2.3 Process Adaptation

Process Adaptation is the ability of a process to react to exceptional circumstances and to adapt/modify its structure accordingly [22]. While anticipated exceptions can be foreseen at design-time and incorporated into the process model as exception handlers, unanticipated exceptions refer to situations that emerge at run-time, thus requiring that BPM tools provide real-time monitoring and adaptation features to detect/repair them during process execution.

To overcome the limits of traditional process adaptation, which was based on an ad-hoc definition of exception handlers to build recovery procedures, in [16, 17] the authors presented a planning-based approach to adapt on-the-fly a running process instance requiring no predefined exception handler. Specifically, the SmartPM approach enables to automatically detect unanticipated run-time exceptions and exogenous events by monitoring the discrepancies between the expected reality, i.e., the (idealized) model of reality that reflects the intended outcome of the task execution, and the physical reality, i.e., the real world with the actual values of conditions and outcomes. If the gap between the expected and physical realities is such that the process instance cannot progress, the SmartPM approach resorts to classical planners to build a recovery procedure as a plan, which can thereby reduce the misalignment between the two realities, thus resolving exceptions that were not designed into the original process. In general, this falls under the broader theme of “replanning” in automated planning, and can be adopted to a wide range of problems including the specific case of automated web service composition [4] as discussed before.

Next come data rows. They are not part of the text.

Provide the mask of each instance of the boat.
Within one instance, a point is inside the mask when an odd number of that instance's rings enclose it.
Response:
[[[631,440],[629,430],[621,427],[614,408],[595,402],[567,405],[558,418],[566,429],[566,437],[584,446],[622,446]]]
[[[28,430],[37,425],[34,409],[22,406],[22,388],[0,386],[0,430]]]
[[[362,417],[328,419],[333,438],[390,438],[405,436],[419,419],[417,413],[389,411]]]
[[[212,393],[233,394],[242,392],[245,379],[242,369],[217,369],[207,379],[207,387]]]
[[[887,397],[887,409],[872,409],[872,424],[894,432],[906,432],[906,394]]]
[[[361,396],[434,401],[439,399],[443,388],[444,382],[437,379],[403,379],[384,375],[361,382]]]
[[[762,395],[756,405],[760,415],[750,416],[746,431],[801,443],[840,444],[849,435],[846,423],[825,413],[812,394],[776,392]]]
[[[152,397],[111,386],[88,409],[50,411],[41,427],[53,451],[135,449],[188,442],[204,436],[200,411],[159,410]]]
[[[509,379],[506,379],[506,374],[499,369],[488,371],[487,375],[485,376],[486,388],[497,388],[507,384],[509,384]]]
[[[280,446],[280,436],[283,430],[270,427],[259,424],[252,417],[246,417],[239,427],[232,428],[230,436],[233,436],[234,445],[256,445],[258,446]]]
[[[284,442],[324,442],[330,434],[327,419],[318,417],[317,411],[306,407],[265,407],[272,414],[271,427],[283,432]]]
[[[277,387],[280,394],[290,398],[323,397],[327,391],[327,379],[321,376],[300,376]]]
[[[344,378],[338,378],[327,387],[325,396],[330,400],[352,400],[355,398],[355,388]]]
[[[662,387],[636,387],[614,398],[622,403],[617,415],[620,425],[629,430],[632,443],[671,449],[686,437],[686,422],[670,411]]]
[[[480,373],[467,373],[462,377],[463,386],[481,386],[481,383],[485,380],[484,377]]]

2.4 Interpretability and Authoring Tools

The interpretability question for automated composition of process elements using automated planning boils down to understanding the imperative consequences of declarative design. These interpretability issues can occur at multiple stages:

Process Definitions. This is meant to reduce the level of expertise required to specify constructs that can interface easily with a planning representation. For example, in the context of web service composition, authors in [3, 23] tried out a tag based language that is at once easy to understand from the domain author’s point of view and at the same time easily compilable to a representation that an automated planner can consume. Authors in [23, 26] also demonstrate how the domain author can make use of not one but multiple compositions to understand how a process will evolve and use that knowledge to constrain their authoring problem. Authors in [18] do the same using a contingent plan instead.

Process Understanding. Once process elements have been defined, it must be ensured that the process author understands how those individual elements get composed into process controllers. Interestingly, the process author here can be the end-user themselves, as well as the usual developer or admin of the process.

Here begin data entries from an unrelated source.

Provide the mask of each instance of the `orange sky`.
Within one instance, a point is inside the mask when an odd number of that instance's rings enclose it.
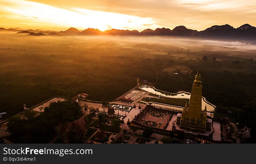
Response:
[[[0,0],[0,27],[6,28],[141,31],[182,25],[200,31],[256,26],[255,20],[255,0]]]

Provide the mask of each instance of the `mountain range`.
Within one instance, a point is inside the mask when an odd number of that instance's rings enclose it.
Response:
[[[65,31],[56,31],[32,29],[24,31],[19,28],[6,29],[0,28],[0,30],[17,31],[18,33],[28,33],[30,35],[41,36],[48,35],[54,36],[66,35],[117,35],[142,36],[177,36],[197,37],[227,37],[246,38],[256,38],[256,27],[248,24],[245,24],[237,28],[228,24],[221,26],[214,25],[204,30],[198,31],[189,29],[183,26],[176,27],[172,30],[164,27],[158,28],[153,30],[147,29],[141,32],[137,30],[118,30],[112,29],[103,31],[98,29],[89,28],[84,30],[79,31],[71,27]]]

  • In [27], authors introduced a vocabulary for triaging composed processes iteratively through a mixture of foils, landmarks (i.e. necessary steps), and abstractions. In this paradigm, the domain author fixes problems in the most simple abstraction of a process and then tests them in the fully composed process by querying it with “foils” or instantiations of the process that they feel should (or should not) be supported by the automated composition.

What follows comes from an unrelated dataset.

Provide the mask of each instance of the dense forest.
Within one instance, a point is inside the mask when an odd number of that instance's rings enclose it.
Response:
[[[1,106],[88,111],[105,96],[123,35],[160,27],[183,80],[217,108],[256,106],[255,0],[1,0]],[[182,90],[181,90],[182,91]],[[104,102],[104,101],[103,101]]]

  • In [28], on the other hand, the explanations are for the end-user who wants to explore the inner workings of an “aggregated assistant” composed on the fly – by asking how certain things were done and why. Interestingly, such explanations are sometimes just a feature that is good to have (in terms of increased transparency and establishment of common grounds with the user) but they may also be required by law (e.g. GDPR rules may require establishing provenance and necessity of data flow in certain cases).

3 Conclusions

This concludes a whirlwind overview of the applications of planning for BPM. We encourage the reader to follow-up for more details with related surveys [6, 14, 30] and our tutorial on this topic at BPM 2021: ibm.biz/bpm-2021-tutorial.